I’m also fairly sure there isn’t some process going through in the background and cleaning up these files which are no longer associated with photo records because I kept a record of a link to a similar file that I tried to delete back in January 2022 (https://inaturalist-open-data.s3.amazonaws.com/photos/176798241/original.png), and I can still see the image when I go to the link. It should correspond to this photo record, which no longer exists (because it was deleted long ago): https://www.inaturalist.org/photos/176798241.
Just for completeness, besides deleting an observation, I also tried deleting the photo record directly in both the web and the Android app (and then syncing in the case of the Android app), and these also resulted in deleted photo records with remaining image files on the media server.

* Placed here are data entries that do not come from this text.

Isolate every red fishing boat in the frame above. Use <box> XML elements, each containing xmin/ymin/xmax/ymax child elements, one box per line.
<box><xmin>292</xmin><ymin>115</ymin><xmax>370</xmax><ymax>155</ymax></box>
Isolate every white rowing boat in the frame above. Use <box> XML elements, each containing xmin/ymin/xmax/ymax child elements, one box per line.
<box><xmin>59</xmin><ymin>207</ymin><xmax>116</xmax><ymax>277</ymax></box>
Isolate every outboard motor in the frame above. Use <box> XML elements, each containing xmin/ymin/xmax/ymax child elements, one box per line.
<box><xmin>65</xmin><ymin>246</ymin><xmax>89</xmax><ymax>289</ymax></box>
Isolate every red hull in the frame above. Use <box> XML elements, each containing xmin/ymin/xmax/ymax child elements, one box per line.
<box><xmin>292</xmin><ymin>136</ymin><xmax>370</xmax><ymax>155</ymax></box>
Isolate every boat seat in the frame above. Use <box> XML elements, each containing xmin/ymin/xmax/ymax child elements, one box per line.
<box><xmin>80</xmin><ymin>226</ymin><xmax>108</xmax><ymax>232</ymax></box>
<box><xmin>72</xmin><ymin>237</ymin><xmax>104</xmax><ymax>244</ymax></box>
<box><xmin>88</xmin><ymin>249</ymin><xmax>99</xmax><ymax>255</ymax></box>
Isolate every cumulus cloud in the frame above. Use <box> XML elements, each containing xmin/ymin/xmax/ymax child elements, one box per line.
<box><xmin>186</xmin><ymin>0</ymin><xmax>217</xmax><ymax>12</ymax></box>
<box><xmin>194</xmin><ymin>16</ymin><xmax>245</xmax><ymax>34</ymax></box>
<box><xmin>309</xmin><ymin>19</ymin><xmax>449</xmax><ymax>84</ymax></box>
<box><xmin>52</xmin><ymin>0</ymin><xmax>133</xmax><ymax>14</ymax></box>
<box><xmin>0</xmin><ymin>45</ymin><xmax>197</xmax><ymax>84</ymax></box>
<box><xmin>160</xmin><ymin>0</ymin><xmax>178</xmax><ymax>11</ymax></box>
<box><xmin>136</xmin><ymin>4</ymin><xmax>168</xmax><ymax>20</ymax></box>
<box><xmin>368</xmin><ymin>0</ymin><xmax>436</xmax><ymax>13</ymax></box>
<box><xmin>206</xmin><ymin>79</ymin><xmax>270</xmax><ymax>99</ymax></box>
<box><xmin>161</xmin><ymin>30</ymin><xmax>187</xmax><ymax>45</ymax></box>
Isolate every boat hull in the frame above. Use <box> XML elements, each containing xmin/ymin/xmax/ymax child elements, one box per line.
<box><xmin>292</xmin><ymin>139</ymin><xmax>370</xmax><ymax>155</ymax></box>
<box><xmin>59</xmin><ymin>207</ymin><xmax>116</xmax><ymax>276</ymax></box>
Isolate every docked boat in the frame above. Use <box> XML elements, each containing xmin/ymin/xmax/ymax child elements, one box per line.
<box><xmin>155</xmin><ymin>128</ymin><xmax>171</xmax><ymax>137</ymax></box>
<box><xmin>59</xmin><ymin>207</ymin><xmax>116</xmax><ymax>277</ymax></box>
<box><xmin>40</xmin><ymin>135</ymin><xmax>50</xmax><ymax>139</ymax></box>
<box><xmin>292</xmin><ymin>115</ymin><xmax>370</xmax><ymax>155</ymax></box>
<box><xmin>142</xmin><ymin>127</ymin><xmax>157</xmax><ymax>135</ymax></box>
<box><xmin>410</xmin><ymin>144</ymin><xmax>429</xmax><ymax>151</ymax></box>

EDIT: It may also be worth noting that the reason I noticed this behavior was because I was keeping track of an observation that I had flagged back in the day as being inappropriate to make sure the photos actually got deleted from the system at some point.
When I flagged the photo as inappropriate, the observation was still viewable, and it took a curator flagging it as spam to actually remove the photo from view on the observation and photo page. But the underlying photo files were still on the static.inaturalist.org media server. I thought at the time that that was probably okay since the photo files would probably go away when the photo record was finally deleted by staff. But when the photo record was finally deleted, the photo file remained, and actually it’s still out there today.
This probably isn’t great, since it effectively means that:
- files aren’t getting deleted from the server even when people think they’re deleting them.
- those files no longer have a record of who loaded the file and how the file was licensed.
- those files are probably taking up some unknown extra space out there on the media server.
- a bad actor could exploit this behavior to have iNaturalist host whatever images they load, and these images could remain undetected by the community.
Another EDIT: somewhat related, it looks like if you start with a photo that is licensed and then switch to all rights reserved, that photo file will be copied to the “static” server from the AWS server, but the image is not deleted from the AWS server. i waited at least an hour to see if there would be some process that would come along and delete the AWS copy, but it’s still there. here’s my test case:
i did not try the opposite test case, but i would expect that soon after a file is copied from one server to the other, the file should be deleted from the first server.